On the other side of the care spectrum, the role of the intensive care provider also can be improved. White and Curtis (2005) studied the need and the impact of shared decision- making on critically ill ICU patients. They found that while involving families in end-of-life decisions is a complex task that requires excellent communication skills, the more time spent with families discussing and explain the issues, the higher the family satisfaction. The hospital where Ms. Smith died was the average institution with an organizational structure that included a Chief Medical Officer and Medical Directors of each specialty area. There was a Chief Nursing Officer as well as Nursing Administrators responsible for the care of patients. They had been very focused on treating illness, and considered themselves successful. The review by the improvement team helped them to see that they needed to change their perspective and consider less paternalistic alternatives to caring for patients at the end-of-life.
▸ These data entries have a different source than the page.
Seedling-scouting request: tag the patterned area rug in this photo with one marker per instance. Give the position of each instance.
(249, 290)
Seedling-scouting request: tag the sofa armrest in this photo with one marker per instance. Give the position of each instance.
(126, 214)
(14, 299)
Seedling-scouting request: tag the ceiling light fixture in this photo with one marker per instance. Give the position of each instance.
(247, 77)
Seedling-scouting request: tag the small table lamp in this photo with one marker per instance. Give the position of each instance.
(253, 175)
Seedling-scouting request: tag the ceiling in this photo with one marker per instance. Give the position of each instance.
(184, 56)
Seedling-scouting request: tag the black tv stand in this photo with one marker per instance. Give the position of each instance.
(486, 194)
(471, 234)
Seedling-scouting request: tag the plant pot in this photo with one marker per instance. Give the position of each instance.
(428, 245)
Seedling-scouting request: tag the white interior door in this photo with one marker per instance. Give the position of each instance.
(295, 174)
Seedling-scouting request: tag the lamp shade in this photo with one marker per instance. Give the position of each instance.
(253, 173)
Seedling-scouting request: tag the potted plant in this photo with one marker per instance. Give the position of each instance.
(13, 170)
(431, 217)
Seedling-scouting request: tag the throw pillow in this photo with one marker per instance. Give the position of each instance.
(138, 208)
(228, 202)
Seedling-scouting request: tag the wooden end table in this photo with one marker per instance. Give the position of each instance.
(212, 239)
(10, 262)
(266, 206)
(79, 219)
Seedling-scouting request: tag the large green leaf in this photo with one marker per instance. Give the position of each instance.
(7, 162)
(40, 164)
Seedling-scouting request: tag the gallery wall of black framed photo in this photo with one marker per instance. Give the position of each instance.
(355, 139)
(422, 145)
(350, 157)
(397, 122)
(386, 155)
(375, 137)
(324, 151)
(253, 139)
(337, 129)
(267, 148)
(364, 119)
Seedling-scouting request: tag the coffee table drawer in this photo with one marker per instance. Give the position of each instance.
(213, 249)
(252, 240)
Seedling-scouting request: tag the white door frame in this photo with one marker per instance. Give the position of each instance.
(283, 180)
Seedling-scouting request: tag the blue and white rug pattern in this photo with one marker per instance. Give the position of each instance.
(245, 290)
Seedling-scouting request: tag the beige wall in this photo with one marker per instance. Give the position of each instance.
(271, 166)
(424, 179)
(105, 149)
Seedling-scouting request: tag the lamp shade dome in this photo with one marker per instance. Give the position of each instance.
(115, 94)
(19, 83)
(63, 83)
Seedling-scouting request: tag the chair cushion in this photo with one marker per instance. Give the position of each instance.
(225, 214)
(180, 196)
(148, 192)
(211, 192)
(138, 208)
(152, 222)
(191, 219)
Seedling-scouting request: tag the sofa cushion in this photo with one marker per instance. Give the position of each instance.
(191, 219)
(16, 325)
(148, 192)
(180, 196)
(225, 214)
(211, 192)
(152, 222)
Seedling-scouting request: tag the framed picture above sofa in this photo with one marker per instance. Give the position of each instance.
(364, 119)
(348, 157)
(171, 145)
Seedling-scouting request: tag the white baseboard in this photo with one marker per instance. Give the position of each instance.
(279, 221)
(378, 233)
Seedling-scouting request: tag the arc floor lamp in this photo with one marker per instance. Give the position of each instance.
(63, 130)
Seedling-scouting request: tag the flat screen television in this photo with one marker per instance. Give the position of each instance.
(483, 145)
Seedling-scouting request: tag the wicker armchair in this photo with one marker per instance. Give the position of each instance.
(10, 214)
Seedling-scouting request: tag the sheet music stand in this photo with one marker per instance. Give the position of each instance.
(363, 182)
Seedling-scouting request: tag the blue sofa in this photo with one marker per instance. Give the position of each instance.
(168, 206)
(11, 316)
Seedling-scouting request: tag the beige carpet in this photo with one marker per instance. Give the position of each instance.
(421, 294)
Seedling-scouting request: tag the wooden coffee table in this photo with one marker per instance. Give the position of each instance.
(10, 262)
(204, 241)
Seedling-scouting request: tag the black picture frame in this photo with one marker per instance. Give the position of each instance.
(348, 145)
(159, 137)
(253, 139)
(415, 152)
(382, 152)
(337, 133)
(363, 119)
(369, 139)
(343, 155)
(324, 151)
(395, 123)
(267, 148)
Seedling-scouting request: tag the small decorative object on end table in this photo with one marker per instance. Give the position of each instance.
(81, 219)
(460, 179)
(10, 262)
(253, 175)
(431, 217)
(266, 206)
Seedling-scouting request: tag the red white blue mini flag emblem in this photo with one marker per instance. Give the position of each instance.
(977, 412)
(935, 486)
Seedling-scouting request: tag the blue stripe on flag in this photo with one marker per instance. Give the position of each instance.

These alternatives usually save cost as well as providing better care at end-of-life. The reimbursement for palliative care programs has been slow, and this has prompted many hospitals to team up with local hospice programs or nursing facilities to decrease cost. Palliative care has been shown to extend the life of patients, reduce cost, and be more satisfying to the patient and family. Multidisciplinary teams that include physicians, nurses, social workers, psychologists, and spiritual counselors, work together to relieve the suffering, pain, depression, and stress that is often a part of chronic illness. These teams may also include nutritionists and therapist when needed by the individual patient. These programs listen to even the simple requests of patients and families. They work with the patient to get them to the best environment for them and to allow them dignity and control at the end of life. These teams are also moving to the outpatient area to prevent or decrease hospital admission and improve quality of life (Cantlupe, 2013).
Ms. Smith’s hospital should implement a multidisciplinary palliative care team. They should also add education to the program so that the patients and families are better informed about the results of care decisions such as ventilation, hydration, and nutrition. The hospital personnel need to be trained about palliative care and shift their paternalistic approach to a patient-centered approach. It is doubtful that Ms. Smith would have remained in the ICU for two months if there had been a palliative care program in place. She may have been able to transfer to an inpatient hospice center where her family could stay with her, and she would not have died alone and in pain.
Cantlupe, J. (2013, September). A fresh look at end-of-life care. Health Leaders, 12-22. Gastman, C. (2012, September). Nursing ethics perspective on end-of-life care. Nursing Ethics, 19(5), 603-604. Retrieved from http://search.proquest.com.ezproxy.apollolibrary.com/docview/1041054841 Gourdji, Iris. McVey, L., & Purden, M. (2009, Spring). A quality end of life from a palliative care patient’s perspective. Journal of Palliative Care, 25(1), 40-50. Izumi, S., Nagae, H., Sakurai, C., & Imamura, E. (2012, September). Defining end-of-life care from perspectives of nursing ethics. Nursing Ethics, 19(5), 608-616.